Note 2: Originally, Lenin's approach was conversional rather than eliminative. But that was before he gained power, when he declared the "Red Terror" to eliminate all opposition:
"At these times, there were numerous reports that Cheka interrogators utilized torture methods which were, according to Orlando Figes, "matched only by the Spanish Inquisition."[26] At Odessa the Cheka tied White officers to planks and slowly fed them into furnaces or tanks of boiling water; In Kharkiv, scalpings and hand-flayings were commonplace: the skin was peeled off victims' hands to produce "gloves"; The Voronezh Cheka rolled naked people around in barrels studded internally with nails; victims were crucified or stoned to death at Dnipropetrovsk; the Cheka at Kremenchuk impaled members of the clergy and buried alive rebelling peasants; in Orel, water was poured on naked prisoners bound in the winter streets until they became living ice statues; in Kiev, Chinese Cheka detachments placed rats in iron tubes sealed at one end with wire netting and the other placed against the body of a prisoner, with the tubes being heated until the rats gnawed through the victim's body in an effort to escape.[27]
Executions took place in prison cellars or courtyards, or occasionally on the outskirts of town, during the Red Terror and Russian civil war. After the condemned were stripped of their clothing and other belongings, which were shared among the Cheka executioners, they were either machine-gunned in batches or dispatched individually with a revolver. Those killed in prison were usually shot in the back of the neck as they entered the execution cellar, which became littered with corpses and soaked with blood. Victims killed outside the town were moved by truck, bound and gagged, to their place of execution, where they sometimes were made to dig their own graves.[28]
According to Edvard Radzinsky, "it became a common practice to take a husband hostage and wait for his wife to come and purchase his life with her body".[3] During Decossackization, there were massacres, according to historian Robert Gellately, "on an unheard of scale." The Pyatigorsk Cheka organized a "day of Red Terror" to execute 300 people in one day, and took quotas from each part of town.
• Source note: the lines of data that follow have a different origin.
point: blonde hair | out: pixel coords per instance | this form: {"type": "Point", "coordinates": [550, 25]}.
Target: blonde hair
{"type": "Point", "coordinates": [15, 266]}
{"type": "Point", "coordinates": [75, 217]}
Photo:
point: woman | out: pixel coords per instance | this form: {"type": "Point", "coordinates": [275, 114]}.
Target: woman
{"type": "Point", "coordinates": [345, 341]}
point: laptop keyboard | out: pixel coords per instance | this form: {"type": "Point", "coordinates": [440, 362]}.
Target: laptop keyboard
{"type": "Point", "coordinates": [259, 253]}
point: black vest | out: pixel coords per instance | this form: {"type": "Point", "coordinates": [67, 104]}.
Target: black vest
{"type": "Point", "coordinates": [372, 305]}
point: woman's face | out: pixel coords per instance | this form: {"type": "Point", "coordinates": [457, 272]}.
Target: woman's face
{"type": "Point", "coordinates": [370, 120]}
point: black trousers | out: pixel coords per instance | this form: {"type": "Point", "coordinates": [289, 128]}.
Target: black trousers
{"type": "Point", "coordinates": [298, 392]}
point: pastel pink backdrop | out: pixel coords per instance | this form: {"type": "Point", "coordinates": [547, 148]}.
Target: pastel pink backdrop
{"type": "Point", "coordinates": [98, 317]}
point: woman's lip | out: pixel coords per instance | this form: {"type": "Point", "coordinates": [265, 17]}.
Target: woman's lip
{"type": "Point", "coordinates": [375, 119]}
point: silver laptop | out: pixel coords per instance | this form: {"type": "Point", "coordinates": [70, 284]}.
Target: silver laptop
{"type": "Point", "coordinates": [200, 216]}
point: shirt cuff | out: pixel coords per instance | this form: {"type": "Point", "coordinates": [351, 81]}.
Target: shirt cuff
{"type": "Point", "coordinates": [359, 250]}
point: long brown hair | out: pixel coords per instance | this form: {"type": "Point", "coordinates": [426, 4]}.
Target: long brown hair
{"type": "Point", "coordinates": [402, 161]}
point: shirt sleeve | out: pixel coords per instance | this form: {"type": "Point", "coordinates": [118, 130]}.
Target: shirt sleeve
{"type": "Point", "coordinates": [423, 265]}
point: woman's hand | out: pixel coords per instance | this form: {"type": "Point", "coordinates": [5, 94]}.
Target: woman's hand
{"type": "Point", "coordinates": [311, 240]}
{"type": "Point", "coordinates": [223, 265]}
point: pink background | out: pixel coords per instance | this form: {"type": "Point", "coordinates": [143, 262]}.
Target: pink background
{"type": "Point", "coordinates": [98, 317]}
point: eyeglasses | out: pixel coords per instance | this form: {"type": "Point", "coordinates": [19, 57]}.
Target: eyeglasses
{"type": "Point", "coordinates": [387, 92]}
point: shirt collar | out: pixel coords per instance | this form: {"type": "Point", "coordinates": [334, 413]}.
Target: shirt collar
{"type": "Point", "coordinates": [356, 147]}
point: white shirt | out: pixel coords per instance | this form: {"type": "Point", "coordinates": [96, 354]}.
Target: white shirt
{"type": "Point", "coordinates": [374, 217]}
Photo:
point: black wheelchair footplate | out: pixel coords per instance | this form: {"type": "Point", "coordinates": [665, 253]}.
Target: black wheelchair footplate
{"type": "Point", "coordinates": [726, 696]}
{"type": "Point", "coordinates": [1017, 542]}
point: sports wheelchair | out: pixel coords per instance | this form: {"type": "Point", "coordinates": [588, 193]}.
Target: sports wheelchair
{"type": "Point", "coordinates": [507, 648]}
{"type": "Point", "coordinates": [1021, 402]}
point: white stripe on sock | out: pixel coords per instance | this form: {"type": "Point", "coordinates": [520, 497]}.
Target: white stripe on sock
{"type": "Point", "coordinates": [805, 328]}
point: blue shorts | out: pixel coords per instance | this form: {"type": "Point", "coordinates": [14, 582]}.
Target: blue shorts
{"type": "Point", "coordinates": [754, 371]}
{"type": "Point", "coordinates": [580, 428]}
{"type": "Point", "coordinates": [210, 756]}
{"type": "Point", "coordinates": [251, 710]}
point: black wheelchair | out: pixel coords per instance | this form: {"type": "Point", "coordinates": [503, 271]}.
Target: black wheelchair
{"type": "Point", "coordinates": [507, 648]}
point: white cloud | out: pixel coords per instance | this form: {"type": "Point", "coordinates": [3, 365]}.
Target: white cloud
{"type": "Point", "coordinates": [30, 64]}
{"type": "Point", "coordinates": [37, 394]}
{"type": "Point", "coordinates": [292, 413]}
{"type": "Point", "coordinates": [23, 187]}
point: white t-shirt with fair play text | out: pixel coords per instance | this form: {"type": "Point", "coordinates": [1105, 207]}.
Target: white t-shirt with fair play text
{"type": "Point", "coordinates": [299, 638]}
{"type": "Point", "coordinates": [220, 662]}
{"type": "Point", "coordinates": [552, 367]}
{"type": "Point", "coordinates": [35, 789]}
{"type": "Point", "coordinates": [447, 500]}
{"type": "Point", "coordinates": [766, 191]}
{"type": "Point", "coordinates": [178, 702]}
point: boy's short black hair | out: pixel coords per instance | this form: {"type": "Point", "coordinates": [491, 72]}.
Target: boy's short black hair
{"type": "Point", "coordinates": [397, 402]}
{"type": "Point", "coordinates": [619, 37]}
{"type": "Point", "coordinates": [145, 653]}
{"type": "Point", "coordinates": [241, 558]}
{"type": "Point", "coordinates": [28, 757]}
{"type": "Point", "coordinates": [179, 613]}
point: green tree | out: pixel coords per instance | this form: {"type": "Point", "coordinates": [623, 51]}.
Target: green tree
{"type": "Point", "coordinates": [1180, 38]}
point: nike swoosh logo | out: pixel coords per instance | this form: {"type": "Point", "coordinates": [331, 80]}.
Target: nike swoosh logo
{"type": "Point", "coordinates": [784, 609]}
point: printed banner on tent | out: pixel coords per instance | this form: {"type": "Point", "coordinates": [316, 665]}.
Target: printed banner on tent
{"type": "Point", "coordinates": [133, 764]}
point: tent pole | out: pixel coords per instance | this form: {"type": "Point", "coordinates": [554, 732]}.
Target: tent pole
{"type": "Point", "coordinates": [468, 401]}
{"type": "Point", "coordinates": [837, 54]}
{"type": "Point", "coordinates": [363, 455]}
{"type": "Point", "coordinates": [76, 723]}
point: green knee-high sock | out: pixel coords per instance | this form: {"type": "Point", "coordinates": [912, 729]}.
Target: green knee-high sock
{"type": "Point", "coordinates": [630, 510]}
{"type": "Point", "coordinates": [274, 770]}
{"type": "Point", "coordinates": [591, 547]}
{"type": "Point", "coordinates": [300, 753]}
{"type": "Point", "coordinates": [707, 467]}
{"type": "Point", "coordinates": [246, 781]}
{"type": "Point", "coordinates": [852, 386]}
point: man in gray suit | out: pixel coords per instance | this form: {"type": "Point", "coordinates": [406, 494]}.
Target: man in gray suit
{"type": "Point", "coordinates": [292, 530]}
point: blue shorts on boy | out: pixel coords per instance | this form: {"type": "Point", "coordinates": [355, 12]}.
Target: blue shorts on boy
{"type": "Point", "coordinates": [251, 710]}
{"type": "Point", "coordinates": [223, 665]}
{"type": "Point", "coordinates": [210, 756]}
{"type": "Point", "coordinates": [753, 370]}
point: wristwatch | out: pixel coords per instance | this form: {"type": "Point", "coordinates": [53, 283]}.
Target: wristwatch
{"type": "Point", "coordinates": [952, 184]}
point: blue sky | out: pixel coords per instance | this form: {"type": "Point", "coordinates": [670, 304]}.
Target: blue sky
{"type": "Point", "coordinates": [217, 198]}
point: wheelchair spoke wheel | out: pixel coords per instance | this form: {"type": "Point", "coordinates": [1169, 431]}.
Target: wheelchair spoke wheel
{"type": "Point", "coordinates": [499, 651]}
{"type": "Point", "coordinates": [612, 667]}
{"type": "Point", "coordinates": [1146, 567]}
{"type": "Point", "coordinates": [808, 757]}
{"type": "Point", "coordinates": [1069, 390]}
According to the Chekist Karl Lander, the Cheka in Kislovodsk, "for lack of a better idea," killed all the patients in the hospital. In October 1920 alone more than 6,000 people were executed. Gellately adds that Communist leaders "sought to justify their ethnic-based massacres by incorporating them into the rubric of the 'class struggle'".[29]
Members of the clergy were subjected to particularly brutal abuse. According to documents cited by the late Alexander Yakovlev, then head of the Presidential Committee for the Rehabilitation of Victims of Political Repression, priests, monks and nuns were crucified, thrown into cauldrons of boiling tar, scalped, strangled, given Communion with melted lead and drowned in holes in the ice.[30] An estimated 3,000 were put to death in 1918 alone.[30]
Estimates for the total number of people killed in the Red Terror range from 50,000[31] to over a million.[32][33] References available at Wiki.